For some people though this process sounds overly negative. And that’s totally ok. Human beings are subjective organisms whose views, preferences, and character, very much reflect their past experience. For me, the first 24 years of my life I had a very strong sense of identity and meaning. But I also held onto a number of ideas and beliefs that I later found to be restrictive. So in that context, it makes sense that I revel in the process of deconstruction.

Someone else who grew up differently might seek fulfilment through subscribing ‘warts and all’ to a particular group and ideology. Though it might be something of an anathema to me I recognise that ultimately we as humans are subjective organisms who can never entirely transcend the experiences that have led us to view things as we do.
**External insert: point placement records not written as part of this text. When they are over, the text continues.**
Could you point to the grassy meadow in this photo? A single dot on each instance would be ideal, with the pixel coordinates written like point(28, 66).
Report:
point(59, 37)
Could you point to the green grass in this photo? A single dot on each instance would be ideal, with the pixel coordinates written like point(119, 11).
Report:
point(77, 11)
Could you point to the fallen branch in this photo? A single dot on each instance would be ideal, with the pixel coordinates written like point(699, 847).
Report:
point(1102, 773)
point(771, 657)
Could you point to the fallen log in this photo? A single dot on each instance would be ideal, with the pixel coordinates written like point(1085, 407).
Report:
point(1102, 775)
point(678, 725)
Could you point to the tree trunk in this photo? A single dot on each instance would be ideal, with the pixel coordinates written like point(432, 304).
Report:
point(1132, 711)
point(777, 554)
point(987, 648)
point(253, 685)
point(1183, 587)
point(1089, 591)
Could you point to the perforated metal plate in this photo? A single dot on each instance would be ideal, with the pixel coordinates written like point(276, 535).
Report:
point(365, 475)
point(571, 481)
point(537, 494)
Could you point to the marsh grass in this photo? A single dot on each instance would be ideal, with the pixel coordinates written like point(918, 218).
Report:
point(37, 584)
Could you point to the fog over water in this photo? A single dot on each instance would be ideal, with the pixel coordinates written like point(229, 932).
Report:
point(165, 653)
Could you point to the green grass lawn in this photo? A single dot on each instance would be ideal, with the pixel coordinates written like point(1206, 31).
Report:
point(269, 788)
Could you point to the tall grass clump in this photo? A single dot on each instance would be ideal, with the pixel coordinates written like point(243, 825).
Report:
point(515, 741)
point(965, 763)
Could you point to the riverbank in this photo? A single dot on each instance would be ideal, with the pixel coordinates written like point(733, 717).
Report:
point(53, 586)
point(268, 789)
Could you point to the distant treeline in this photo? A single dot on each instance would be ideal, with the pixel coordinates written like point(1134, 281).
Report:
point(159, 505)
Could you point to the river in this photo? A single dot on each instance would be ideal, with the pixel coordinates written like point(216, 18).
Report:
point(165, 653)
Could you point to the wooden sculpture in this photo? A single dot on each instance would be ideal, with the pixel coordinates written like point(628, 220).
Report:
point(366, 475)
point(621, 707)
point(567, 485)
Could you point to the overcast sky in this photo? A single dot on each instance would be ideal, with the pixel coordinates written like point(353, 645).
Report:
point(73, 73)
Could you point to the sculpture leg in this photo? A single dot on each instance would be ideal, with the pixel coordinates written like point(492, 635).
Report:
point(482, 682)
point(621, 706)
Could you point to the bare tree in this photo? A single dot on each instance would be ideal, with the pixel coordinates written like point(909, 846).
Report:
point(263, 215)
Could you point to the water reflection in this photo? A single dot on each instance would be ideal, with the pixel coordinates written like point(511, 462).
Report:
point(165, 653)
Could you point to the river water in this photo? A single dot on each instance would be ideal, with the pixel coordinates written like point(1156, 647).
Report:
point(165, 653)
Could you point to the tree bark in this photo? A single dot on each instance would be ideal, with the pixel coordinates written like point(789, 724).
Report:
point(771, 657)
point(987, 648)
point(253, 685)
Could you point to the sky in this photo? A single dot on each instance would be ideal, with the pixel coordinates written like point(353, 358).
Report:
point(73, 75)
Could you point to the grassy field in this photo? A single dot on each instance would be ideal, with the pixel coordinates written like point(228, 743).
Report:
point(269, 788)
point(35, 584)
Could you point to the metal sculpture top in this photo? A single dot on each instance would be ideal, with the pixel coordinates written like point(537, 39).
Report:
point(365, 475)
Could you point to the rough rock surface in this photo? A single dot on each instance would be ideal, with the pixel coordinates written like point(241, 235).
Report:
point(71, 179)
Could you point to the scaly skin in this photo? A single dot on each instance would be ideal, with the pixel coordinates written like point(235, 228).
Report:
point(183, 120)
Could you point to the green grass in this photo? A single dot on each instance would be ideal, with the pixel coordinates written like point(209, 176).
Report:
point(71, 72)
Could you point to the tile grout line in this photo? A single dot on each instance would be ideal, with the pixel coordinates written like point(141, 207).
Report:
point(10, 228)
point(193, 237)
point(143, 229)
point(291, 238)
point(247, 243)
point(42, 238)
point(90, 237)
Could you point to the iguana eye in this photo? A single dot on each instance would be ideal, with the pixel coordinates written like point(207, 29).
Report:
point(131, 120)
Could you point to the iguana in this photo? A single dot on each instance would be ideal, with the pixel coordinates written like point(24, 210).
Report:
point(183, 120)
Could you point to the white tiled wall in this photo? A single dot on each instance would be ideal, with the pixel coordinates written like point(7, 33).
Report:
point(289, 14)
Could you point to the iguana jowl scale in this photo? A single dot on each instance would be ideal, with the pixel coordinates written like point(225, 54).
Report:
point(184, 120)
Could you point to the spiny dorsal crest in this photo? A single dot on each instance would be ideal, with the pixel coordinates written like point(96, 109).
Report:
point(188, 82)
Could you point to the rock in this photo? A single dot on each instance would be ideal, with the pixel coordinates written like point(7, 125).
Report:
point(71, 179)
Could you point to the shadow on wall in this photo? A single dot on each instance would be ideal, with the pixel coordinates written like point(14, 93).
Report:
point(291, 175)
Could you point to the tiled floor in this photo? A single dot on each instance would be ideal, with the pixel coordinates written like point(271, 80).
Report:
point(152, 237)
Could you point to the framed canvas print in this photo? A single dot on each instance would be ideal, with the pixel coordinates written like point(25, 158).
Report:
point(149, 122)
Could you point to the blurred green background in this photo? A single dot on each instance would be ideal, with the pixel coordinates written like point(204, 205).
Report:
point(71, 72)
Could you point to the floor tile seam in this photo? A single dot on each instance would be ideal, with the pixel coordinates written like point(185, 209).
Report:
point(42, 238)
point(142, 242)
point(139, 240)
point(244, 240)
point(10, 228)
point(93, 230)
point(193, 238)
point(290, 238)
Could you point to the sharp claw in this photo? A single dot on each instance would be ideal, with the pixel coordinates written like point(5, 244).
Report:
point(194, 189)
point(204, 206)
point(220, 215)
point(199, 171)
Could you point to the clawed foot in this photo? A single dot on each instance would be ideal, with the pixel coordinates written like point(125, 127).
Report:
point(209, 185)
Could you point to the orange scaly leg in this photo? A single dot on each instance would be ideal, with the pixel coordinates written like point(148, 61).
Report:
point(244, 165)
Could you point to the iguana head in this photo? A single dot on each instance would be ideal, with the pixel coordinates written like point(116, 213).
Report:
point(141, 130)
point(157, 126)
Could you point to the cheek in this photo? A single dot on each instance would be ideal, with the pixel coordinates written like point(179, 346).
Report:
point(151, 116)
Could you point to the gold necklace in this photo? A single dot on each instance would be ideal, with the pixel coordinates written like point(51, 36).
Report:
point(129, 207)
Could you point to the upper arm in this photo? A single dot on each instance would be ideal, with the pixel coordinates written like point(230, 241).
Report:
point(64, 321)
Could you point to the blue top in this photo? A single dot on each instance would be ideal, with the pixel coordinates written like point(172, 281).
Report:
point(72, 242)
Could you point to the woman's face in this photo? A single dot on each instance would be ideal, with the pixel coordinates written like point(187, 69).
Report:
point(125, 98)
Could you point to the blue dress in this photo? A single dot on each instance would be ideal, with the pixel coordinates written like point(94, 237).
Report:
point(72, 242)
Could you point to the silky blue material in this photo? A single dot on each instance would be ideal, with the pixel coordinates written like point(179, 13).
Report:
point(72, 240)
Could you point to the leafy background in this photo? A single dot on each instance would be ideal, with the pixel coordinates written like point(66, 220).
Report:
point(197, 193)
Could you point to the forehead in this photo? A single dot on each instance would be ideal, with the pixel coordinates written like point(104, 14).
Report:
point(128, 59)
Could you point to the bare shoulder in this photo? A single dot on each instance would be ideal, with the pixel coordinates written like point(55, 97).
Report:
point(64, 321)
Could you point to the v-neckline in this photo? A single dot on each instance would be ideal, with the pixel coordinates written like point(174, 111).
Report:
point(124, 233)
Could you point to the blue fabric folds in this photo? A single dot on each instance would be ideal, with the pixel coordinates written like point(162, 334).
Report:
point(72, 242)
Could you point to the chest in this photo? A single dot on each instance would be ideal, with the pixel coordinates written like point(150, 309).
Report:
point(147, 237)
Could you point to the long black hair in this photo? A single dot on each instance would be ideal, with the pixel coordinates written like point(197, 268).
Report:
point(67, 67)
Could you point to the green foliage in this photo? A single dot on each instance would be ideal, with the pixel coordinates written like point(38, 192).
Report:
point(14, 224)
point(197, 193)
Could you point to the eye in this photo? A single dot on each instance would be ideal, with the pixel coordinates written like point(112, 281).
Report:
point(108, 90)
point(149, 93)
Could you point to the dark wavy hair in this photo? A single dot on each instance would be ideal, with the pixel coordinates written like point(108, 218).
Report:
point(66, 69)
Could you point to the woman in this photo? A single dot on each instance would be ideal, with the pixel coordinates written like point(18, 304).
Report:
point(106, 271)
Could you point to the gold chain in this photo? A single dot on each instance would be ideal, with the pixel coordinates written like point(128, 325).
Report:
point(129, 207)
I really do believe that morality, at its core, can be framed in precisely this language. Morality is about the process of recognising the limitation of our own subjective experience and being courageous enough to explore a position which initially may have shaken us to our core.

Recently, I was inspired by an article in the Washington Post by Mohammad Al-Issa entitled ‘Why Muslims from Around the World should Remember the Holocaust’.

To put him in a little context, he worked at Imam Mohammed bin Saud Islamic University as a faculty member. He was minister of justice to the Saudi cabinet. And in 2016 he was appointed Secretary General of the Muslim World League. Not a lightweight.

For someone as entrenched as he in a worldview which for the past 80 years has, at best, seen Israel as just an extension of colonialism, the Holocaust not their problem or, at worst, involved in actively denying or trivialising its atrocities, this is one huge leap.

The article in its entirety is a great read but it is especially astounding when he writes of his experience at the Holocaust Museum. ‘I came to Washington to visit the Holocaust Memorial Museum. As the director escorted me through the exhibition, I saw for myself the mountains of evidence — the videos, the photos, the placards, the interviews, the memorabilia — that testify to the historic truth of the Holocaust. One doesn’t have to go to the museum to recognize the enormity of the Holocaust — but no one who does come to the museum can deny it. It continues to be one of the most powerful and moving experiences of my life.’

To think that someone in the highest echelons of influential Saudis whose country is a traditional enemy of Israel and Jews worldwide should say that learning of the Holocaust continues to be one of the most powerful and moving experiences of his life is truly uplifting. It is an expression of the highest order of what it means to break free of one’s subjective limitations and proof that doing so can only make room for spreading peace and love in our fractured world.

May we all endeavour to unshackle ourselves from our own bigotry and through that bring us one step closer to a time when the swords will be replaced with ploughshares.